Article ID Journal Published Year Pages File Type
6267259 Current Opinion in Neurobiology 2012 8 Pages PDF
Abstract

A neuroethological approach to decision-making considers the effect of evolutionary pressures on neural circuits mediating choice. In this view, decision systems are expected to enhance fitness with respect to the local environment, and particularly efficient solutions to specific problems should be conserved, expanded, and repurposed to solve other problems. Here, we discuss basic prerequisites for a variety of decision systems from this viewpoint. We focus on two of the best-studied and most widely represented decision problems. First, we examine patch leaving, a prototype of environmentally based switching between action patterns. Second, we consider social information seeking, a process resembling foraging with search costs. We argue that while the specific neural solutions to these problems sometimes differ across species, both the problems themselves and the algorithms instantiated by biological hardware are repeated widely throughout nature. The behavioral and mathematical study of ubiquitous decision processes like patch leaving and social information seeking thus provides a powerful new approach to uncovering the fundamental design structure of nervous systems.
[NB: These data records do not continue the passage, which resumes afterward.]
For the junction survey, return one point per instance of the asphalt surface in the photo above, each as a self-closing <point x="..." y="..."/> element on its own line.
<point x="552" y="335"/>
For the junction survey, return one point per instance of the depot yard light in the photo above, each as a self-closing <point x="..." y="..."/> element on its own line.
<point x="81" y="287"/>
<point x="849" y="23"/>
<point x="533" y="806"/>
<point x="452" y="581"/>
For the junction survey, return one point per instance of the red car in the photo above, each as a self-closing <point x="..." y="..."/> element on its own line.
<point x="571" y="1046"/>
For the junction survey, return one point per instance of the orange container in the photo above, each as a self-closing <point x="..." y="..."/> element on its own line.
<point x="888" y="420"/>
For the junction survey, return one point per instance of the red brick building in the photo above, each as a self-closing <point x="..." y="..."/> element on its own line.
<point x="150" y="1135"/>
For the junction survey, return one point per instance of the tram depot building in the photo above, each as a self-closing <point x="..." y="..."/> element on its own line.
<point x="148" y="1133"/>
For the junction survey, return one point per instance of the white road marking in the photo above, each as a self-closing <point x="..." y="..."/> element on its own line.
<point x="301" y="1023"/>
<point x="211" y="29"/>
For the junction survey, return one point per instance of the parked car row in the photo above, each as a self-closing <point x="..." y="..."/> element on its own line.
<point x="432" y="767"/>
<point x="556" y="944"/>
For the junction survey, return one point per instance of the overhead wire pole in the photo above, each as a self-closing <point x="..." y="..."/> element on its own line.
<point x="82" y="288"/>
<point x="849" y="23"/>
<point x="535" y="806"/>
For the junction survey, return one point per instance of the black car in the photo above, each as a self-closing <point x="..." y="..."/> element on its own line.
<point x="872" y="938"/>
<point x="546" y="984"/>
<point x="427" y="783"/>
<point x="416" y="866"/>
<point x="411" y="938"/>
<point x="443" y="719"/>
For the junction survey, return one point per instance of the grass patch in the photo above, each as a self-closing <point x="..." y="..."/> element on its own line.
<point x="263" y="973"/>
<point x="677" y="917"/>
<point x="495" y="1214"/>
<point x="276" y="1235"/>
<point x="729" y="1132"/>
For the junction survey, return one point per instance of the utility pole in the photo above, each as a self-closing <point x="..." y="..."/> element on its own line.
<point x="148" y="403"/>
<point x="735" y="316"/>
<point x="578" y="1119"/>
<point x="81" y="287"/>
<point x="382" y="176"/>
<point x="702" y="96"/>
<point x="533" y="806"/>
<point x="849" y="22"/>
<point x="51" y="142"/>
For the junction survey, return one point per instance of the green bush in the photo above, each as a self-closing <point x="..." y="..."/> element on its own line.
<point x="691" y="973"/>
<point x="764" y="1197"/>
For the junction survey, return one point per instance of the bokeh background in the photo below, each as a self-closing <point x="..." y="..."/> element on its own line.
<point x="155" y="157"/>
► A neuroethological approach to decision-making predicts neural systems evolve to enhance fitness with respect to the local environment. ► Efficient solutions to specific problems should therefore be conserved, expanded, and repurposed to solve other problems. ► The solution to the ubiquitous problem of when to leave a depleting resource is repeated throughout nature. ► Social information seeking may reflect a specialization of neural systems that evolved originally to acquire information to aid foraging. ► The behavioral and mathematical study of ubiquitous decision processes like patch leaving and social information seeking provides a powerful new approach to uncovering the fundamental design structure of nervous systems.